Introduction
For the thirteenth post in this series, I read “Grandmaster level in StarCraft II using multi-agent reinforcement learning” by Vinyals et al. The paper details the development, training, and experimental results of the AlphaStar StarCraft II agent developed by DeepMind. While there are high-level similarities between AlphaStar and other AI game agents developed by DeepMind such as AlphaGo or AlphaZero, AlphaStar had to take an entirely different approach due to the multi-agent and partially observable nature of StarCraft II. However, through a combination of proven deep learning methods and novel reinforcement learning techniques, AlphaStar was able to reach Grandmaster level with all three races in StarCraft II, placing it above 99.8% of all players.
Summary
StarCraft II is a competitive video game where players are given a small base and various units (e.g. builders) on a map with the objective of creating more units and buildings while also performing research tasks so that players can destroy all of another player’s buildings.
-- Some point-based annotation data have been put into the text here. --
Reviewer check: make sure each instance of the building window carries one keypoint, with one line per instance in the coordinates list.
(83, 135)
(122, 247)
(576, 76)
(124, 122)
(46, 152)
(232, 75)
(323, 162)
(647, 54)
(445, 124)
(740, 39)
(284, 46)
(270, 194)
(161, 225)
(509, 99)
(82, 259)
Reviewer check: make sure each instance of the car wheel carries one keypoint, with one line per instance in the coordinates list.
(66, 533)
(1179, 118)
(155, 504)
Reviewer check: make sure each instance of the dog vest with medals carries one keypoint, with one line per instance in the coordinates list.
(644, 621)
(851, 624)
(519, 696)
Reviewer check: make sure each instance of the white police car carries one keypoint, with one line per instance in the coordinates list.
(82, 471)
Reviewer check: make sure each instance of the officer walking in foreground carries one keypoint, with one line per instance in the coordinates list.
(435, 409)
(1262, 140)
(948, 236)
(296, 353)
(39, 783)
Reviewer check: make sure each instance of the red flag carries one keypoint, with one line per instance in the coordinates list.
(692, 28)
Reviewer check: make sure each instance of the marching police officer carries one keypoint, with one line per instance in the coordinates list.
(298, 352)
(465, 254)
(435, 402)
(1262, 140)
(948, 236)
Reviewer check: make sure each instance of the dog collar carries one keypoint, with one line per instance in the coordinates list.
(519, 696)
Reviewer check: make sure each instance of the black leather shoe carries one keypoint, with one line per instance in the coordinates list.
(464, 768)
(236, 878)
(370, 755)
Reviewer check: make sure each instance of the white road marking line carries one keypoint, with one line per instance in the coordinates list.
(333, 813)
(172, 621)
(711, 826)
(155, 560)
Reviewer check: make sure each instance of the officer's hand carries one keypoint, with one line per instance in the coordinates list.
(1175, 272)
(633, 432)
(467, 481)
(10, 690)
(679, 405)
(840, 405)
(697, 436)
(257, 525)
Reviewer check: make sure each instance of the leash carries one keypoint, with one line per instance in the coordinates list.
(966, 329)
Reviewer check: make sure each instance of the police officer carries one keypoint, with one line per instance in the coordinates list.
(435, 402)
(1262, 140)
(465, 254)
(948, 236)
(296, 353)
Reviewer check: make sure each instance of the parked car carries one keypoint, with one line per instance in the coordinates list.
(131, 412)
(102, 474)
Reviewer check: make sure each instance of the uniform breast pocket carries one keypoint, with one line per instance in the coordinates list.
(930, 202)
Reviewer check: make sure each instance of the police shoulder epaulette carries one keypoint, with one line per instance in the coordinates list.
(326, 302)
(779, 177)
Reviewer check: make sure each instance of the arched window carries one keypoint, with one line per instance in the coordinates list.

A game is considered “won” when there’s only one player with buildings left standing. Typically, StarCraft II is played in a 1v1 format so while there are many different units to control within the game, games themselves don’t require or involve any teamwork.
In order to make AlphaStar realistic to a human player, the authors imposed a variety of constraints on the agent so that it being a computer doesn’t inherently enable superhuman abilities. For example, the authors restrained the camera view of the agent, the actions taken per minute, as well as established latency for processing observations (i.e. the screen + state) and decision-making. However, unlike other AI StarCraft II agents, AlphaStar didn’t simplify the game at all to make the problem easier.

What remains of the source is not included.